Interleukin receptor genes also show mixed results. Interleukin 1 receptor 1 (IL1R1) 50 and interleukin 10 receptor A (IL10RA) 51 show no association with preterm birth. In contrast, Hao and colleagues 51 found association with interleukin 1 receptor 2 (IL1R2) in black mothers. Interleukin 1 receptor agonist (IL1RN) shows association with the allele 2 of an intronic variable number tandem repeat in some studies 56, 57, yet association with allele 1 58, and no association 50, 51 in others. Similarly, one study of interleukin 6 receptor (IL6R) demonstrated association 33; however, no association was observed for this gene in an earlier study 30.

Other infection and inflammation‐related genes

Other infection and inflammation‐related genes have also been examined. The cytokine, CSF3, and IFNGR1, encoding the ligand‐binding chain alpha of the gamma interferon receptor, have not been associated with preterm birth 51. Additionally, TGFB1, which interacts with cytokine receptors 50, and ALOX5AP, involved in other aspects of the inflammation process 52, also have not been associated with the disorder. In contrast, LTA, lymphotoxin alpha, has shown mixed results. One study reported association with a promoter polymorphism 31, but two others did not 51, 52.

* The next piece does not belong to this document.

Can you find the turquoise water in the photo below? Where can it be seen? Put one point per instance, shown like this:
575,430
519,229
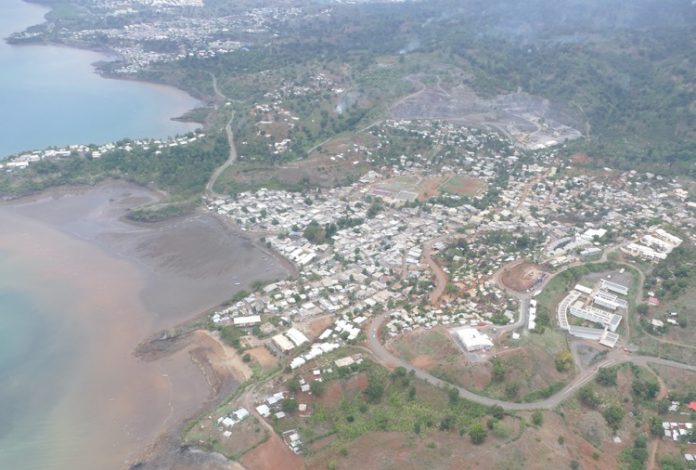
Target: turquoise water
51,95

Pathogen recognition genes

Investigators have also examined genes involved in pathogen recognition. For example, MBL2 encodes a soluble mannose‐binding protein that recognizes mannose and N‐acetylglucosamine on bacterial pathogens. A promoter and two missense polymorphisms in MBL2 have been reportedly associated with preterm birth 50, 59. In addition, a member of the TNF superfamily, TNFRSF6, which encodes apoptosis (APO‐1) antigen 1 (FAS), member 6, was associated with preterm births limited to PPROM cases 60. An earlier study of TNFRSF6 including all spontaneous preterm births found no association 50. Another study 29 found that association with CD14, a surface protein preferentially expressed on monocytes and macrophages, was associated with PPROM cases only, in contrast to an earlier negative association with this gene 54. Additionally, two toll‐like receptors, TLR2 and TLR4, involved in pathogen recognition and activation of innate immunity, have been associated with preterm birth in some 61, 62 but not all 54, 63 studies analyzing their polymorphisms. Moreover, nucleotide‐binding oligomerization domain containing 2 (NOD2), which plays a role in the immune response to intracellular bacterial lipopolysaccharides, was associated with PPROM in black infants in one study 63, but was not associated with preterm birth in another study 54.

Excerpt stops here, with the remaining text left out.